Romero preferisce i morti viventi ai vivi morenti, perché gli ultimi sono più pericolosi, più spietati, paradossalmente più disumani dei primi. I morti viventi non sono né coscienti né razionali, sono solamente dominati da una fame atavica e irresistibile che infrange il più inviolabile dei tabù inducendoli a divorare la carne dei loro simili. Dal canto loro, i vivi morenti si divorano a vicenda e al contempo sono divorati dal loro stesso egoismo, agiscono irragionevolmente, sono spesso irrazionali fino a toccare le vette dell'imbecillità.
"Quando i morti camminano, signori, bisogna smettere di uccidere o si perde la guerra". Il monito pronunciato dal vecchio prete portoricano rimane infatti inascoltato dai sopravvissuti, e le carneficine più feroci saranno commese dai vivi contro i vivi, non dai morti viventi.
Il capolavoro scritto e diretto da Romero è un autentico pugno nello stomaco e negli occhi dello spettatore, uno shock visivo dalla forza devastante, una miscela di puro terrore ed umorismo macabro che non concede un attimo di tregua allo sguardo. All'incedere serratissimo e quasi fumettistico del montaggio fa da contraltare l'incedere delle creature romeriane (truccate dal mago Tom Savini), con la loro andatura claudicante, con un'inesorabile lentezza che le rende ben più inquietanti degli zombi velocisti a cui ci ha abituato il cinema zombesco degli ultimi anni. Sono lo specchio in cui possiamo rifletterci e riconoscere i nostri tratti. Noi siamo loro e loro sono noi, appunto.

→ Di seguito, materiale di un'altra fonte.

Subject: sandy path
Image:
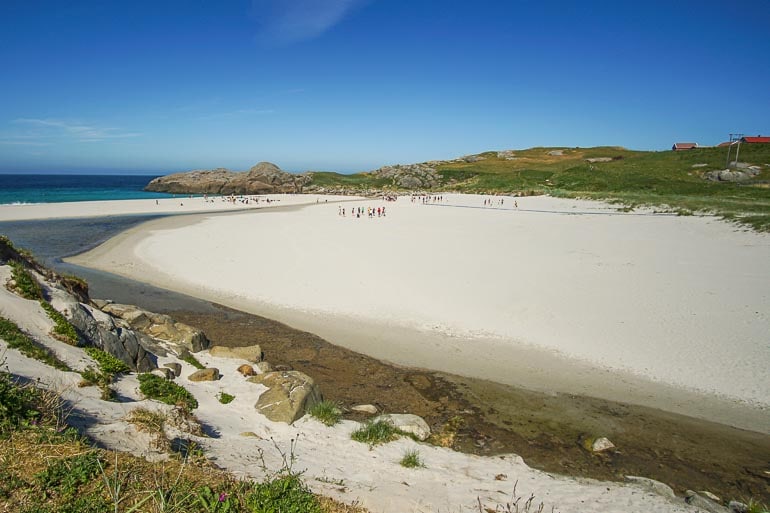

Due parole a parte per la versione europea curata da Argento: la musica incalzante dei Goblin, che irrompe con maggiore frequenza rispetto alla versione romeriana, crea un panico impareggiabile, ma la scelta argentiana di ridurre la pellicola di circa 20 minuti, tagliando alcune scene che approfondiscono la psicologia dei personaggi e altre sequenze formidabili (nella versione argentiana non c'è traccia dello zombi decapitato dalle pale dell'elicottero) tolgono al film alcuni elementi importanti. Ciononostante, in qualsiasi versione la si guardi (a eccezione di quella sciaguratamente censuratissima che talvolta passa in televisione), l'opera di Romero rimane un qualcosa di assolutamente inimitabile e irrinunciabile per tutti gli amanti della settima arte. Si astengano o, meglio, prendano un antiemetico prima della visione gli amanti del cinema deboli di stomaco.